Leonel Cárdenas

Personal information
- Born: February 8, 2000 (age 26) Tlalnepantla de Baz, Mexico

Sport
- Country: Mexican
- Retired: Active
- Racquet used: Head

Men's singles
- Highest ranking: No. 12 (November 2025)
- Current ranking: No. 12 (November 2025)
- Title: 19

Medal record
Representing Mexico
Men's squash
Pan American Games
| Silver medal – second place | 2023 Santiago | Doubles |
| Bronze medal – third place | 2023 Santiago | Singles |
Central American and Caribbean Games
| Gold medal – first place | 2026 Santo Domingo | Singles |
| Silver medal – second place | 2026 Santo Domingo | Team |
| Bronze medal – third place | 2026 Santo Domingo | Doubles |
Junior Pan American Games
| Gold medal – first place | 2021 Cali-Valle | Singles |
| Gold medal – first place | 2021 Cali-Valle | Mixed doubles |
| Gold medal – first place | 2021 Cali-Valle | Team |

= Leonel Cárdenas =

Mexican squash player (born 2000)

Leonel Cárdenas, also known as Leonel Cárdenas Mora, also spelled Cárdenas (born 8 February 2000) is a Mexican professional squash player. He reached a career high ranking of 12 in the world during November 2025.

== Career ==
In 2017 he won the Country Club Cochabamba Bolivia Open professional PSA tournament.

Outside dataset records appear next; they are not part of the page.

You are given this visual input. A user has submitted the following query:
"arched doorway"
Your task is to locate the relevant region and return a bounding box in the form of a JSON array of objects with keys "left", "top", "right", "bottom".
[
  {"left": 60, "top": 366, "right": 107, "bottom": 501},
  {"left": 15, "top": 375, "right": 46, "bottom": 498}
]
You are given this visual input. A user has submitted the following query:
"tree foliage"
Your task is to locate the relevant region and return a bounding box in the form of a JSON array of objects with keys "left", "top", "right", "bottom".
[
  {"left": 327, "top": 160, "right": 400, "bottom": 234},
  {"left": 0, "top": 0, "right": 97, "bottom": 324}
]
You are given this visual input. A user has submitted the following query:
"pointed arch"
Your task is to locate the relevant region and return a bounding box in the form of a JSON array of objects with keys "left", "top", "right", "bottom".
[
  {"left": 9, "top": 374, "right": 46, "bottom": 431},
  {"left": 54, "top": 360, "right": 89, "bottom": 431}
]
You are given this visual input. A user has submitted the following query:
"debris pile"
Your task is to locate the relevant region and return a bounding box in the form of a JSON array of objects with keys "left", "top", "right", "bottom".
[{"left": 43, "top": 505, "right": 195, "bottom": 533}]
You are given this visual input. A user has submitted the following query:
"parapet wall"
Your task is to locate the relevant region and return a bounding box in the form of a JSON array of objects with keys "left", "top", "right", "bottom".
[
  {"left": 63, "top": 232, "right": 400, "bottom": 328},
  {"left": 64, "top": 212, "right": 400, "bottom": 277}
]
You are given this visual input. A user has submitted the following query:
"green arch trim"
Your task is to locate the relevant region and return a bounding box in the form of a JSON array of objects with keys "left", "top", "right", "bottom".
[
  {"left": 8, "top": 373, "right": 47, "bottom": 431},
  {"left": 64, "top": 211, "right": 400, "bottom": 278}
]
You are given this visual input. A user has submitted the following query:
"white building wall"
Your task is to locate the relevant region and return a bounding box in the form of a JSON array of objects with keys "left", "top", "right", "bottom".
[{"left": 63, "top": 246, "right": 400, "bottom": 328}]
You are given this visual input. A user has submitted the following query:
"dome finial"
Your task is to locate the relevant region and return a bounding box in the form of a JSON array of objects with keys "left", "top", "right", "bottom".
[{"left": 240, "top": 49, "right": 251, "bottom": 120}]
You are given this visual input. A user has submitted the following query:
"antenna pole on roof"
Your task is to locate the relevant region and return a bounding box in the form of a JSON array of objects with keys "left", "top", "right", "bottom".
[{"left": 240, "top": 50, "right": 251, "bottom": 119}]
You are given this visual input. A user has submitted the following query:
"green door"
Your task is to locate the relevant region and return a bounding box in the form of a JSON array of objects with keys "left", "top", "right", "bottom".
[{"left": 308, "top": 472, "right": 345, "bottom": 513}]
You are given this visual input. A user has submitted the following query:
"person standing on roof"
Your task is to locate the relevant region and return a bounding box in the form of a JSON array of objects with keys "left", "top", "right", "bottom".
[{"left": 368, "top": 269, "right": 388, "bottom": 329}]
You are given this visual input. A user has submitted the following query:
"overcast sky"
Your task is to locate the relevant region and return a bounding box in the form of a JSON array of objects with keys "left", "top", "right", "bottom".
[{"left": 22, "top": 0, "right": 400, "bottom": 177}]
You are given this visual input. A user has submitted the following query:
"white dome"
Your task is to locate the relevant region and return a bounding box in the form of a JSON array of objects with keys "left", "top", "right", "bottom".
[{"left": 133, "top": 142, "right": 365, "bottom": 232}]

In 2024, Cárdenas won his 16th PSA title after securing victory in the Canadian Classic during the 2024–25 PSA Squash Tour. At a world ranking high of 16 he won a 17th PSA title at the Manchester Open.

An 18th and 19th title followed in quick succession, after securing victory in the Toronto Open and St. James Open during the 2025–26 PSA Squash Tour.